I tend to approach academic conferences with a sense of optimism and possibility, excited at conversations to be had. MBS 2015 exceeded all expectations. But having listened to the discussions both during the conference and afterwards on twitter and blogs, I wonder whether I would have felt so optimistic, so confident, if I had been 23 instead of 43. Before beginning my PhD this year at Warwick, I taught History to secondary school children, curated a museum and had three children. I am immeasurably more confident now than when I first graduated. On top of that I have a huge sense of pleasure and privilege at having the opportunity to do historical work at this stage in my life. I feel genuine excitement at the prospect of telling people about my research, and enjoy getting that same sense from others, whether chatting over tea or listening to their papers.
Two issues which came up a lot at the conference, and particularly at the postgraduate session, were solidarity and working with the situation in which we find ourselves. It would be easy to throw up our hands and say that solidarity is impossible to achieve in a sector predicated on individual performance. Yet the major projects that I see around me in the History Department at Warwick are built around collaboration. So if we do forge a career in the academy, the future workplace that we are training for is not one in which we are likely to work alone. The more those starting out can feel comfortable in communicating with others, the better their future working relationships will be.

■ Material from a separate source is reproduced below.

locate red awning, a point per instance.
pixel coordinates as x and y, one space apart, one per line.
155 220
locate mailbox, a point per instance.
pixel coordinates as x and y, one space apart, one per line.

So how can young PhD students and ECRs be encouraged to feel confident in their work, to enjoy sharing their ideas with others, without anxieties getting in the way? I’m by no means the first to say it, but MBS 2015 does seem to have opened up a space in which these issues can be aired.
There were suggestions that conference etiquette be adjusted, so that chairs of panels did not use first names when taking questions, and that there might be a specific point in proceedings for postgraduates to have a chance to ask their questions. I’m not sure that either of these suggestions is workable- it would seem rather awkward for the chair not to use someone’s name if they knew it. Perhaps there just needs to be greater awareness of not prioritising acceptance of questions from people known to the chair. A specific section for postgraduate questions also seems rather rigid- I would argue that greater support to boost the confidence of students to get involved is what is needed. Postgraduate sessions dedicated to the skill of framing a good conference question could be provided by history departments. I would also point out the difference that can be made by established academics at conference break times. It’s really noticeable that some make a great effort to introduce themselves to PhDs and ECRS, to really listen and make suggestions and connections. These conversations are hugely valuable to us as new researchers, and can enhance our confidence when going back into a new session, with new possibilities for asking a question.
The last thing to say is that nerves never go away. I’ve led an assembly in front of 500 teenagers but still get stage fright before giving an academic paper, or asking a question.